Stress and anxiety can be hard to beat, and we all have our ups and downs. Your problem seems to be coming more from the stress of work or school or family life, or the need to fill her needs. Talk to someone about it, maybe someone that knows you, or someone who is prepared to listen, even if not giving you a solution at least you will get a different point of view of everything. May I suggest your girlfriend? I found that most girls like to talk about things like this, stress, anxiety, worries, because they can relate to them. Opening up to her might just bring you to closer together. Just don’t make it all about penis size and vagina size.

Good luck


Start: 1 jun. 08. BPEL 5.9 EG 5.3

Goal: 8

Originally Posted by kingme
I think what twat wanted to say was, which came first, the anxiety or the premature ejaculation..

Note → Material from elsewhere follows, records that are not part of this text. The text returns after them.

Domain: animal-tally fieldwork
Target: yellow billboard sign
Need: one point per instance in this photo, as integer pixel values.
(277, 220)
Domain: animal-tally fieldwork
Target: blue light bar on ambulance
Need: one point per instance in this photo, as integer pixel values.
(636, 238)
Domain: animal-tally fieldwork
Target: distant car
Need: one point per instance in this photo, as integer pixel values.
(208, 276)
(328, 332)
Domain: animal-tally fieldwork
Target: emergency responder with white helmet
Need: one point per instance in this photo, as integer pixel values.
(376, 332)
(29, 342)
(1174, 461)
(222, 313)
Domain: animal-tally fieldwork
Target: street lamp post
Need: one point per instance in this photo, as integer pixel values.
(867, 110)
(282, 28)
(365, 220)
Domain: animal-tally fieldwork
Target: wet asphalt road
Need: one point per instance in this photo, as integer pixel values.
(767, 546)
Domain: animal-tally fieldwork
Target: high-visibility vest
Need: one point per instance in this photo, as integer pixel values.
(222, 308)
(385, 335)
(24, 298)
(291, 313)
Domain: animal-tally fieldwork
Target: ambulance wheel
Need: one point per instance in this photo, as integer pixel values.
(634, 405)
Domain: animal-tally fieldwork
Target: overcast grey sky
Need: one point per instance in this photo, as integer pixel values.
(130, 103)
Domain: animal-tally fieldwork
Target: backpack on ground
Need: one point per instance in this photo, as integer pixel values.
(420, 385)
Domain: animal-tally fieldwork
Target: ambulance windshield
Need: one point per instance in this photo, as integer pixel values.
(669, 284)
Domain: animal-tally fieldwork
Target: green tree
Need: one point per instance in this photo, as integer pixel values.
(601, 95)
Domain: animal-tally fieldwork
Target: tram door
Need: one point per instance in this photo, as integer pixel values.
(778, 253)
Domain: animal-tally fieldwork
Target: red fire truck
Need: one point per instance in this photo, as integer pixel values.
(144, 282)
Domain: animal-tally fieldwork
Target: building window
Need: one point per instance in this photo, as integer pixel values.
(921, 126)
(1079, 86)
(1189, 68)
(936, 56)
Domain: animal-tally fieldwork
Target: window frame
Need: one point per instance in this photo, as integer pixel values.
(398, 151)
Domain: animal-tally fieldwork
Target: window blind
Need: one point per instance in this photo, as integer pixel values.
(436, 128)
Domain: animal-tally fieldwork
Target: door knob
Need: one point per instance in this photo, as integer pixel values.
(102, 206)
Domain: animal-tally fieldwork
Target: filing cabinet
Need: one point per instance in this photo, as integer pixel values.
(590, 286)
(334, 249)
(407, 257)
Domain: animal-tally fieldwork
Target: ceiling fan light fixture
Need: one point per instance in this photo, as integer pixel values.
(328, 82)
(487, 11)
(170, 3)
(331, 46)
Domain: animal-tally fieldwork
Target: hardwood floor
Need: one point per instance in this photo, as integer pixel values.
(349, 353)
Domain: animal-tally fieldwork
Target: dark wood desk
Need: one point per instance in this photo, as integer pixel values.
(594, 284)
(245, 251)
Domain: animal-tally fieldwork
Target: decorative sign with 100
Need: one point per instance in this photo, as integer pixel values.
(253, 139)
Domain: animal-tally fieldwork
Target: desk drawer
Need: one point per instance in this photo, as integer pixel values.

I’ve read what you said and I think it would be a good thing if you found someone to talk to about your problems, the ones you have outside bed. I’ve found that lurking around Thunder’s is great, but dedicating too much time to this talk about size and lasting made me a little too self conscious and made me pay a little too much attention to details that shouldn’t really be there. I really had a time when I would have sex with my girl and not so much pay attention to her but to how I fit and how big she is, which is really counterproductive. Thinking about how long I would last with her only complicated the matter, as I was more anxious and so lasted even less, and worse, not even enjoying my orgasms, short and premature as they were. I decided to talk to her about it and she really was helpful and understanding and made me see that it didn’t really matter how long I lasted if we were both happy with it. You might want to take the same route, and talk to her about it rather then bottling it inside you.

Stress and anxiety can be hard to beat, and we all have our ups and downs. Your problem seems to be coming more from the stress of work or school or family life, or the need to fill her needs. Talk to someone about it, maybe someone that knows you, or someone who is prepared to listen, even if not giving you a solution at least you will get a different point of view of everything. May I suggest your girlfriend? I found that most girls like to talk about things like this, stress, anxiety, worries, because they can relate to them. Opening up to her might just bring you to closer together. Just don’t make it all about penis size and vagina size.

Good luck

Your case is totally mine too, thinking about those issues during sex, when we’re having sex, I feel the same as you did.

"Need to fill her needs”, yes, I’m thinking about that, about my future, I’m worrying too much, I can’t recall the last time I really enjoyed an orgasm, I’m always trying to stop it, or thinking on whatever I should do to stop it.

I should talk to someone, but my girl doesn’t has much experience in sex or life, she is still kind of a little women who is developing, she is childish sometimes, but it’s her character, she can also be very understandable, but I don’t think that she’ll understand, she can help with motivating me, but she can’t help with a solution because of her lack of experience.


Conquering my goals.

Do you have any more ideas?


Conquering my goals.

Os q- I actually found this site trying to research “the other PE” premature ejaculation. You should definitely tell your pressure point person about your issue- Acupuncture is one of the ways that has been used succesfully by people here and pressure points are very similar. I know it’s been said- but do a search on this site fore preature ejaculation it will come back with some great info.

One thing you may try is going to town on your girl with your mouth and hands before penetration- this way you can probably make her come at least once and take some pressure off you, also what is your fore play like? if it’s less than 20 minutes… get it to 20 minutes.